The spotter should always keep their sight on the load and the proximity to structures, not on the operator.
The Seven Basic Forklift Hand Signals
The signals used to direct forklifts are somehow similar to the ones used for directing cranes. These are the seven basic forklift hand signals that are commonly used in work environments around the globe.
Raise the Tines
With the forearm of your right hand vertical to the ground and the forefinger pointing up, move the hand in a small horizontal circle. Continue the circular motion for as long as you want the operator to continue to raise the tines.
Lower the Tines
With the right arm extended out and parallel to the ground, point the palm down and lower the arm repeatedly until the tines are lowered at the appropriate level for directing the next sequence of motions.
Tilt the Mast Back
With the forearm of the right arm vertical to the ground and the thumb extended, jerk the thumb over the right shoulder. Do the motion slowly so the operator can mirror you and stop at the same moment you stop making this signal.
Tilt the Mast Forward
With the right arm extended and the thumb pointing down toward the ground, lower the arm repeatedly, until the mast reaches the desired angle.
Move the Tines in the Direction I’m Pointing
With the left or right arm extended out and parallel to the ground, with the palm down, point the forefinger in the desired direction.
Clasp the hands in front of the body in front of the navel. The signal is usually given in a risky situation or in response to an unplanned event, like someone entering the work area who could potentially walk in the path of the load or forklift, or the load/pallet not fitting in the location where they were intended to go.

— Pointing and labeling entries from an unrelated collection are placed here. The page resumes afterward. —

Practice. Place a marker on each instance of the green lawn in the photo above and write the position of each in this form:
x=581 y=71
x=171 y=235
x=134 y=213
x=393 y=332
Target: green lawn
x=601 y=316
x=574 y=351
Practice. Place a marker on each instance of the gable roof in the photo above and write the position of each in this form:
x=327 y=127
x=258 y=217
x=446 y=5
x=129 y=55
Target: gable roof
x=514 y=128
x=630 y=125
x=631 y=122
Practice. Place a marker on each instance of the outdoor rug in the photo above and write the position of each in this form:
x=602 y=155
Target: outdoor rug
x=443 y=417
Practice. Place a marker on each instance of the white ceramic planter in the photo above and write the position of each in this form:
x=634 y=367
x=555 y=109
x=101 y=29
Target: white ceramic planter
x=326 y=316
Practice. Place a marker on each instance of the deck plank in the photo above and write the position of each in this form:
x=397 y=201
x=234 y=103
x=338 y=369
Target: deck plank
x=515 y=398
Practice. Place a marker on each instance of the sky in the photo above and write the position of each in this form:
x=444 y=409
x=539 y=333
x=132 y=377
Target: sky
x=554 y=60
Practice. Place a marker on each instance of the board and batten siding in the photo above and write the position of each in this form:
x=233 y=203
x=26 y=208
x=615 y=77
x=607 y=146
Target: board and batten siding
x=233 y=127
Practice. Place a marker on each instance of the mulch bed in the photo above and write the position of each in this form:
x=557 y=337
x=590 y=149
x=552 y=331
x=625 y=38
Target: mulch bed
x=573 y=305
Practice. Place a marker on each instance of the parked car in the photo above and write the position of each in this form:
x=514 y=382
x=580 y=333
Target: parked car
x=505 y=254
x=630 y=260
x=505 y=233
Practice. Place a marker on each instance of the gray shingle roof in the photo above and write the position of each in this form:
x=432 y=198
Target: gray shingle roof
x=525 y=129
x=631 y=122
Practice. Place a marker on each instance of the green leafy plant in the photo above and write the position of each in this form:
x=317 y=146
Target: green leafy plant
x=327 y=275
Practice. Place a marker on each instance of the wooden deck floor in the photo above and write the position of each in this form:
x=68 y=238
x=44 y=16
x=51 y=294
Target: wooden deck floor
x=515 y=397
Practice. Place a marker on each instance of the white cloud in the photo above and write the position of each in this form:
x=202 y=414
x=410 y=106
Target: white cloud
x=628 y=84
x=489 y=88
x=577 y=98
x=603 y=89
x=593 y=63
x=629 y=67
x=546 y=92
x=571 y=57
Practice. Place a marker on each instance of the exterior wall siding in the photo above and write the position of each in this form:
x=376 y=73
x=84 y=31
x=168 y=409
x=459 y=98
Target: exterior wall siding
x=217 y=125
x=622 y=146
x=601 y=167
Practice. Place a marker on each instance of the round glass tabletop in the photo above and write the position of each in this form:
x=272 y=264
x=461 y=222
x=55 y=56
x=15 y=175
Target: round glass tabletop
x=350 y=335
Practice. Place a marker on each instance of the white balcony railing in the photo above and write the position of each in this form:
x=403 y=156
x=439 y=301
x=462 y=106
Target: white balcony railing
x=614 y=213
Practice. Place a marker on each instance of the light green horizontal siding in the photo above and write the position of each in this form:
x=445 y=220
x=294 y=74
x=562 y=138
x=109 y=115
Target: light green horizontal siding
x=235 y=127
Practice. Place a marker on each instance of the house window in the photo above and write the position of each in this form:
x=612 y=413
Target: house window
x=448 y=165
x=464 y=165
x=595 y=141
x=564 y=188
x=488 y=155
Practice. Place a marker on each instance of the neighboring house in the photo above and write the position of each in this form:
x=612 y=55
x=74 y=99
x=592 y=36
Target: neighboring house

Extend both arms out from the body so they are parallel to the ground. This signal is usually associated with an immediate hazard and for this reason, the operator should follow this signal no matter who is giving it.
Training and Risk Assessment
Using a spotter and proper signals can help reduce the number and severity of forklift accidents, but these should always be used in conjunction with proper training, equipment operation that falls within the manufacturer's limitations, and proper work procedures. Forklift operators and their assistants should receive retraining every three years.
Also, regardless of training and how long the operator and spotter have been in the job, knowledge of proper hand signals does not replace the need for a pre-job hazard assessment and a conversation between the two before starting work.
There are approximately 855,900 forklifts in U.S. workplaces, and according to OSHA, there are nearly 100,000 employees who suffer injuries due to forklifts annually. That means that about one out of every ten forklifts will be involved in an accident this year. Do what you can to make sure one of them isn't yours, starting with the use of proper hand signals.